When Good Design Goes Bad
Here within the RSA design team, we are known for our mantra: design and designers have a vital role to play in making citizens, and therefore society, more resourceful. We argue that a fundamental optimism with respect to progress, change and fulfilling needs is at the core of design. But just as the definition of design is becoming increasingly diffuse, so is the quality of design becoming increasingly varied. This prompts the question: what constitutes good design, how is it measured and what are its effects?
Ben Toombs addressed the effects of good design in his recent post On Everyday Beauty, acknowledging the fundamental link between a sense of civic pride and well-designed, beautiful places and spaces. Toombs’ point is a good one and one that is widely perpetuated in urban design circles and as a way of highlighting the benefits of place-making. But, in her piece, You know more than you think you do: design as resourcefulness & self-reliance, Emily Campbell, the RSA Director of Design, notes that “Good design in itself is not a guarantee of good citizenship.” But what about bad design? Does bad design have a role in perpetuating or facilitating bad citizenship?
Design starts with a problem of what people want and/or need and finds a solution. Bad design takes many forms and in its worst, it can exacerbate a problem rather than solve it. Does this mean, then, that it can even be called design? I’ve been toiling over this idea for years and I wrote about extensively in Design Denied: The Ethics of Withholding Good Design, but I’d like to know what others think…

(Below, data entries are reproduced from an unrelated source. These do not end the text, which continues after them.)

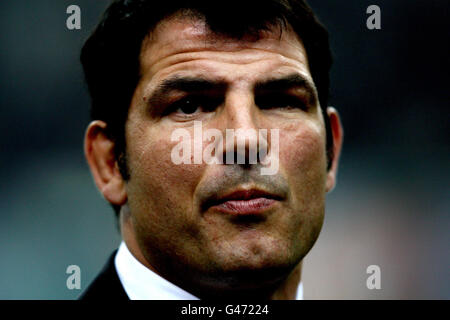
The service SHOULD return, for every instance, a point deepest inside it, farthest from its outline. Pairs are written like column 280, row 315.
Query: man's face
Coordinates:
column 190, row 74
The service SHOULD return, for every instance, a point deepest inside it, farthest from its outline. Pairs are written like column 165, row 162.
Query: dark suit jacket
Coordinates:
column 107, row 285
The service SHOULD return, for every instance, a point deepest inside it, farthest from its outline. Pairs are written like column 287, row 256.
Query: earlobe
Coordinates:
column 338, row 137
column 99, row 152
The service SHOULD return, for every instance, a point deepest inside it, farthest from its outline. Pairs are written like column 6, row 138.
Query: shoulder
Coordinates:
column 107, row 285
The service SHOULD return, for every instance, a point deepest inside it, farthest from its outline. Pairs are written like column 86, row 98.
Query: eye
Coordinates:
column 192, row 105
column 187, row 106
column 280, row 101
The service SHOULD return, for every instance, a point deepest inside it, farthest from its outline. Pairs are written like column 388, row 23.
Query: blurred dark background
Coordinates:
column 390, row 207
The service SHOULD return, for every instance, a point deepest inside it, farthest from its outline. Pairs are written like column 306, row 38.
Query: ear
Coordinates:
column 338, row 138
column 99, row 152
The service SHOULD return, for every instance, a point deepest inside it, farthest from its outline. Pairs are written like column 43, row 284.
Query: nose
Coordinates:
column 245, row 141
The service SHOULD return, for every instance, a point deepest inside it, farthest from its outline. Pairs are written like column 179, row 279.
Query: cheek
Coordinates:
column 303, row 158
column 157, row 185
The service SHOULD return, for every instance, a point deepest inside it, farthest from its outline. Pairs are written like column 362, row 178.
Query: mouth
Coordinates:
column 243, row 202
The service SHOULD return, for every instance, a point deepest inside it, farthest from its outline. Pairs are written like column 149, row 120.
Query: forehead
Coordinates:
column 187, row 44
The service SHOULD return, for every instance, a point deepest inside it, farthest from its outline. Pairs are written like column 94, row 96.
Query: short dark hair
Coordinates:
column 110, row 56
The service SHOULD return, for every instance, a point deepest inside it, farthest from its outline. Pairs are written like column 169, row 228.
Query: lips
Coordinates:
column 244, row 202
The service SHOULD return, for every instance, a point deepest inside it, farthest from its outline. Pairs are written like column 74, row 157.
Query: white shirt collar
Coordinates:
column 141, row 283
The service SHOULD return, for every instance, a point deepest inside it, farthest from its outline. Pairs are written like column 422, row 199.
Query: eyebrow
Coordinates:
column 294, row 80
column 184, row 84
column 199, row 84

Bad design is increasingly abundant. In her piece, Campbell acknowledges that an increased prevalence of amateur design, especially provoked by electronic design tools, “breeds quantity more than quality; it adds to the complexity and abundance of our world, rather than producing clarity.” (Of course, amateur design does not necessarily equate to bad design, but it can and often does). So, are there principles of bad design (does bad design even have principles?) that we can learn from to help us inform good design? Is bad design a necessary part of the development of good design (as the ‘try, try again’ philosophy seems to imply)?
Designers today have a responsibility to not only promote the resourcefulness of design, but specifically good design. Campbell is on to something: the professional designer needs to not only increase access to design tools, but also to champion good design and raise the overall quality of design.